Впоследствии дядюшка Семен, разумеется, жестоко казнил себя за это вынужденное прикосновение. Он говорил о нем, как о чем–то самом греховном и самом невероятном в его жизни, и притом с такой безутешностью и с таким молитвенным жаром требовал для себя от архангелов и серафимов немедленной кары, что архангелы и серафимы, не будь они всевидящими, могли бы подумать, что дядюшка Семен по меньшей мере выплясывал с сатаной в аду на Святую Пасху. Однако же сам снимок, изготовленный Кикиани на следующий день и тотчас же доставленный с нарочным (от Жака и Клода пасхальные снимки приходили в лучшем случае лишь к исходу Фоминой недели), не только понравился дядюшке Семену, но даже стал со временем предметом его постоянных восторгов и мечтательного созерцания, что объяснялось двумя причинами. Во–первых, дядюшка Семен находил — и в общем–то не без основания,— что на этом снимке он ослепительно великолепен. А во–вторых, его не могло оставить равнодушным одно очень важное наблюдение, если не сказать, чрезвычайное открытие, сделанное в день рождения Серафима дядюшкой Павлом. Последний, листая за чашкой кофе увесистый фотоальбом, обтянутый темно–зеленым плюшем и почему–то украшенный рельефной фигуркою балерины (фотограф в усах и жилете и непременном канотье был бы гораздо уместней), заметил вслух, что на этом снимке дядюшка Семен необычайно похож на своего пламенного родителя.

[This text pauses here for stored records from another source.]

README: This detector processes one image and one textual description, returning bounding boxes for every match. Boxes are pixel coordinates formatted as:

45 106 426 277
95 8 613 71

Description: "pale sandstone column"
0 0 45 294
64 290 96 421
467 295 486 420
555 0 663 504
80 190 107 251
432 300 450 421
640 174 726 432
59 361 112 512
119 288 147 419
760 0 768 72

Нет нужды говорить, что замечание это имело в глазах дядюшки Семена сугубую ценность и силу, так как оно было высказано в минуту семейного торжества, когда в кругу своих сыновей находился бессмертный, и так как дядюшка Павел был единственным, кроме Аннушки и одной сумасбродной невестки, кто воочию видел грека и кто, следовательно, мог подтвердить, что блистательный грек, вдохновенный грек,— ах, пора уж, пора! назвать его имя: Антипатрос,— что Антипатрос, “придуманный Семушкой от головы до пят”, как уверяла всех дядюшек Аннушка, изводившая тайнорожденного сына своей лукавой забывчивостью, все же существовал. Нет нужды говорить и о том, что замечание это окрылило дядюшку Семена, взбудоражило его воображение и растрогало до того, что он готов был сию же минуту простить все обиды вероломному дядюшке Павлу, который не раз отрекался в присутствии Аннушки и Малаха от своих же пылких свидетельств — не раз утверждал, что с таинственным греком он никогда не встречался ни в трепещущем на ветру шапито, сплошь расшитом дивными звездами, ни в маленьком скверике у канцелярии, где кроны весенних лип озарялись искристым, рассыпчатым светом, источавшимся из окошка дежурного сотника до первых звуков проворной метлы и неспешной утренней конки, ни где бы то ни было. “Ибо грек,— клялся дядюшка Павел Пресвятой Богородицей,— есть лицо невозможное и в высшей степени фантастическое...”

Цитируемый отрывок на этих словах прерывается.